Advances in DNA/RNA Sequencing and Their Applications in Acute Myeloid Leukemia (AML)

Int. J. Mol. Sci. 2025, 26(1), 71; https://doi.org/10.3390/ijms26010071
by Fatimah Ahmed and Jiang Zhong *
Reviewer 1: Anonymous
Reviewer 2: Anonymous
Int. J. Mol. Sci. 2025, 26(1), 71; https://doi.org/10.3390/ijms26010071
Submission received: 4 November 2024 / Revised: 24 November 2024 / Accepted: 19 December 2024 / Published: 25 December 2024
(This article belongs to the Special Issue Signaling Transduction in Health and Disease)

Round 1

Reviewer 1 Report

Comments and Suggestions for Authors

The authors proposed a deep review on all the strategies based on  NGS approaches for the diagnosis, prognosis and possible personalized approaches in AML patients. The review is well written and most of the crucial points have been discussed.

There are some points I suggest to improve:

 -          In section 2.1: I suggest to better specify that among the structural variations, the balanced translocations and inversions are frequently associated to AML and WGS could easily detect the translocations and inversions with implication for the diagnosis and comparison with standard approaches (i.e. FISH, karyotype) might be proposed.

-          In the methodology section, the third generation sequencing paltforms (such as  Oxford Nanopore and PacBio) is lacking. I suggest to add a subpoint of the 2.1 with the new long reads WGS approaches with pros and cons to these technologies. For instances, some authors used third generation sequencing in AML. Costs might be discussed in point 5.2

-          The DNA breakpoint cloning approaches for the minimal residual disease monitoring is lacking. Many groups started publishing firstly on CML breakpoits with related minimal residual disease and personalized medicine implications. Recently, also on AML, NGS breakpoint cloning approaches were implemented. I suggest to add a dedicated paragraph to present this approach with related literature.
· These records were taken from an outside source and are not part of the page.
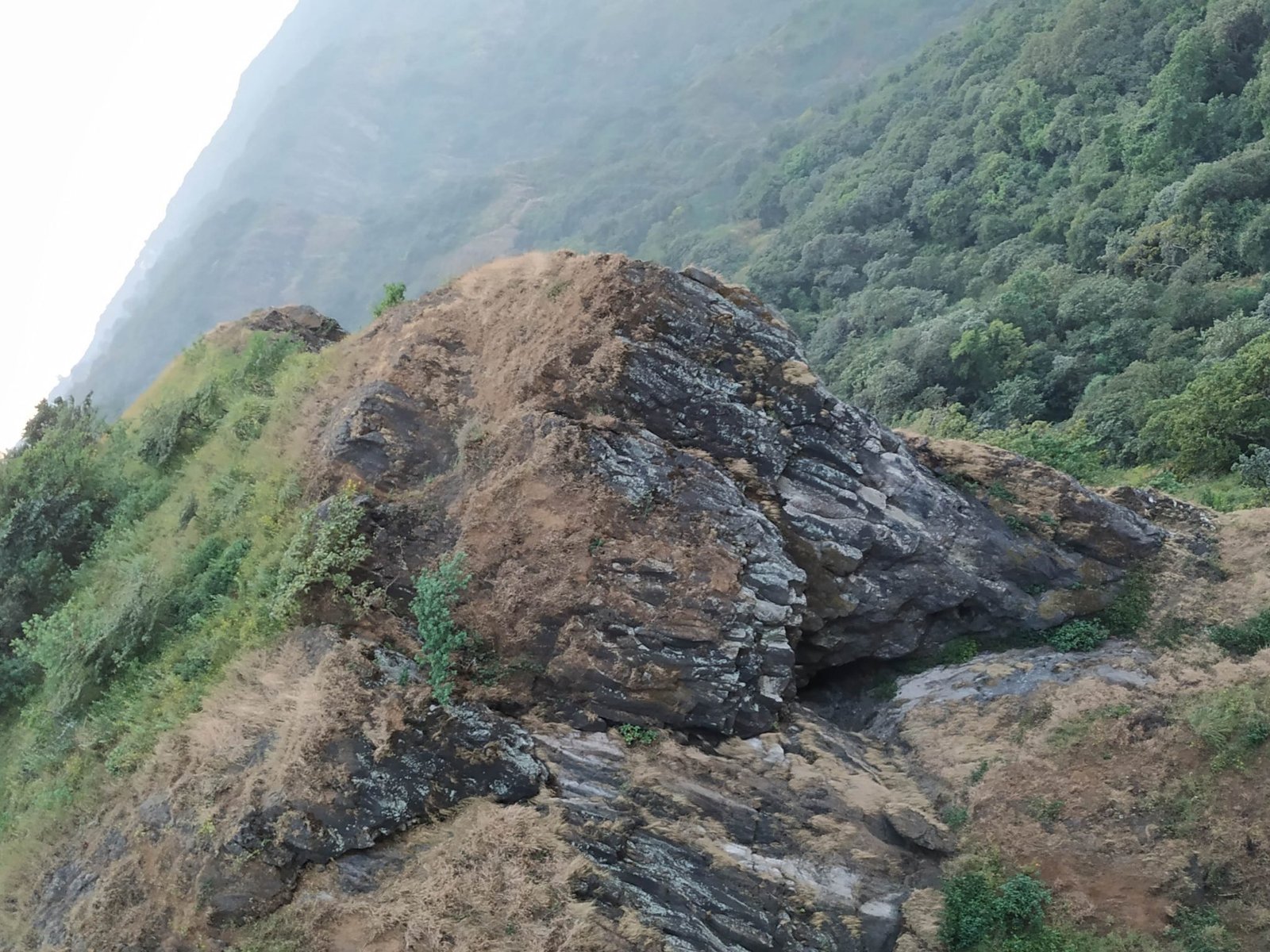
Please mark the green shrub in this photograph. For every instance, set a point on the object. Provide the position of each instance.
(327, 550)
(1233, 723)
(171, 431)
(1128, 615)
(1080, 635)
(1254, 467)
(959, 651)
(956, 816)
(984, 909)
(637, 735)
(1200, 931)
(1245, 639)
(393, 296)
(18, 681)
(435, 597)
A discussion of this approach should also be added to conclusions.

-          Table 1 shoud be modified according to the observation of the above points

Author Response

Comment 1: In section 2.1: I suggest to better specify that among the structural variations, the balanced translocations and inversions are frequently associated to AML and WGS could easily detect the translocations and inversions with implication for the diagnosis and comparison with standard approaches (i.e. FISH, karyotype) might be proposed.

Response 1: Thank you for the suggestion. We have incorporated this suggestion and specified the role of balanced translocations and inversions in AML detection via WGS. The revised content can be found on page 2, lines 74-83.
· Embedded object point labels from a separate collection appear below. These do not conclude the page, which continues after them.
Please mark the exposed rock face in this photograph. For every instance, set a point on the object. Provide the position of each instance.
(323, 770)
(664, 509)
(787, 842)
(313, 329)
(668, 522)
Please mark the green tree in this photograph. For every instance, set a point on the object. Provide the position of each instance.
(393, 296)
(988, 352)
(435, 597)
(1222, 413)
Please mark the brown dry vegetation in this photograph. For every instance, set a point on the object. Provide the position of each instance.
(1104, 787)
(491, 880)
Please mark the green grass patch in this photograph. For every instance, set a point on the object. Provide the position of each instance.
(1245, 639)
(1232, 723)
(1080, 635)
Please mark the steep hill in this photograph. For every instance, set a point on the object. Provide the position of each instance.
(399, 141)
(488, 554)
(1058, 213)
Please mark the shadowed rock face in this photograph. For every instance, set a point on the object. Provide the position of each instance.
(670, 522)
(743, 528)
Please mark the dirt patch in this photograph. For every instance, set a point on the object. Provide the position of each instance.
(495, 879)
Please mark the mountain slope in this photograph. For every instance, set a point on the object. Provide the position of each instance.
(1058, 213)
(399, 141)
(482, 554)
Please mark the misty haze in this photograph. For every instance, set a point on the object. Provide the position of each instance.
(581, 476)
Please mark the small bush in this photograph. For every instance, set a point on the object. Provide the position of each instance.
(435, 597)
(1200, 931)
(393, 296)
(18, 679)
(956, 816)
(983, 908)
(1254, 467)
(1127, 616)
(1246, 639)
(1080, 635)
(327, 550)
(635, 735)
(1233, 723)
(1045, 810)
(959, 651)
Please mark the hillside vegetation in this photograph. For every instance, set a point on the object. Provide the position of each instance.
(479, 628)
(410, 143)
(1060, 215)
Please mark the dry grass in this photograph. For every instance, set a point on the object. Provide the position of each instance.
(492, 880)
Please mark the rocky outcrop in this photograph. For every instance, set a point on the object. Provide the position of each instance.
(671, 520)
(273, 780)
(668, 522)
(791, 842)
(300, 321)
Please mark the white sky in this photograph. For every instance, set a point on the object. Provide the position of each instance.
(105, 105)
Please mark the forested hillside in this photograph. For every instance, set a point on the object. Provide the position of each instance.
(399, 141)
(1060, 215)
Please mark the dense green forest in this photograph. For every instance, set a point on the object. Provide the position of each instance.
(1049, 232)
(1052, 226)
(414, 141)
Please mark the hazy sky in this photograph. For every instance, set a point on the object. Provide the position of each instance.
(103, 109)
Comment 2: In the methodology section, the third generation sequencing paltforms (such as  Oxford Nanopore and PacBio) is lacking. I suggest to add a subpoint of the 2.1 with the new long reads WGS approaches with pros and cons to these technologies. For instances, some authors used third generation sequencing in AML. Costs might be discussed in point 5.2

Response 2: As suggested, we have added a section discussing third-generation sequencing technologies and their implications for AML. The revised content is found on page 3, lines 99-110; page 7, lines 327-334; and page 9, lines 372-375.

Comment 3: Add a paragraph on DNA breakpoint cloning approaches for minimal residual disease (MRD) monitoring in AML, including related literature.

Response 3: We have added a dedicated paragraph on this topic, addressing the role of DNA breakpoint cloning approaches in AML MRD monitoring. The revised content is found on page 2, lines 64-73.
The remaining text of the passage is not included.